Más que escritor, crítico, dramaturgo y periodista –que todo eso fue–, Eduardo Robreño fue un gran conversador. En la sembalaza que le dedicara, ese otro gran conversador y periodista que es Ciro Bianchi, este asegura que si se hubiese recogido todo lo que Robreño habló para la radio y la televisión y en las tertulias que animó, su obra crecería notablemente.
Perteneciente a un linaje estrechamente ligado al periodismo y al teatro, Eduardo Robreño (La Habana, 1911-2001) –a diferencia de su padre Gustavo y su hermano Carlos– comenzó a escribir ya entrado en años.

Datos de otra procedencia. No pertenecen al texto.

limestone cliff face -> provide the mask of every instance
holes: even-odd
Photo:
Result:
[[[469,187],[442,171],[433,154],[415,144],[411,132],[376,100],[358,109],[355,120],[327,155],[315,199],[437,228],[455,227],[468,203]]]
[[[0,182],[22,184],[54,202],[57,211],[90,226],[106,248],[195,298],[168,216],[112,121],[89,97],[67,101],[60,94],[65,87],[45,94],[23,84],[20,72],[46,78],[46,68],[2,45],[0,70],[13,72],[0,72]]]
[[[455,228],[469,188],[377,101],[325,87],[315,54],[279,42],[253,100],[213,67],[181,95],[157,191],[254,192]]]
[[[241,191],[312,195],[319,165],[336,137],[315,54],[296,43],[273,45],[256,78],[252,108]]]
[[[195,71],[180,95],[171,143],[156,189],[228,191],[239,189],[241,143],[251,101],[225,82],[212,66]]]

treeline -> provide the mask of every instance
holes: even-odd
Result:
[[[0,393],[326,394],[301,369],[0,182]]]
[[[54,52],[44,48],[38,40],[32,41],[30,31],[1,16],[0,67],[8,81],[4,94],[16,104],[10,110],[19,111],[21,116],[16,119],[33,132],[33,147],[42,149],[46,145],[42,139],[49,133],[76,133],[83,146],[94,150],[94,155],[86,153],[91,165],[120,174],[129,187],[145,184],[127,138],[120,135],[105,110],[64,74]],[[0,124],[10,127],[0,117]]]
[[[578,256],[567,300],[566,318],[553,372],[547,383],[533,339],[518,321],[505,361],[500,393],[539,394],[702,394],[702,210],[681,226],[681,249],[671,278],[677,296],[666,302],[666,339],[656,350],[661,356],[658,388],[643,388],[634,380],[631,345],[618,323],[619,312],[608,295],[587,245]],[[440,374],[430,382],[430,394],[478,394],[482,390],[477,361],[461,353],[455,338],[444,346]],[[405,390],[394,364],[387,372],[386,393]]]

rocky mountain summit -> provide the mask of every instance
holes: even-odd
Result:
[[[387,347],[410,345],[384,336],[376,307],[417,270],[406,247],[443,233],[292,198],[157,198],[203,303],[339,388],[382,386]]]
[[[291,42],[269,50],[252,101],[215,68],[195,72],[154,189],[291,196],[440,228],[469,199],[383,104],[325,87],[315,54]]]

Rondaba el medio siglo cuando una convalecencia le hizo tomar la pluma y el papel y verter en este lo que por décadas había incubado. Herencia, ingenio y memoria tenía de sobra para ello.
Hasta entonces, se había dedicado a la abogacía –había estudiado Derecho– y los negocios, había trabajado en algunas emisoras y hasta había cantado tangos en la radio, pero una vez que tomó el camino de la escritura y los medios de comunicación, ya no saldría de él prácticamente hasta su muerte.
Escribió crónicas, textos costumbristas, obras teatrales, colaboró con la revista Bohemia y la televisión cubana, fue autor de una Historia del teatro popular cubano y asesor del filme La bella del Alhambra. Tuvo diferentes secciones y programas en la radio, como Memorias y La hora de la confronta, y fue protagonista de tertulias y charlas en las que mostró su don indiscutible para la conversación.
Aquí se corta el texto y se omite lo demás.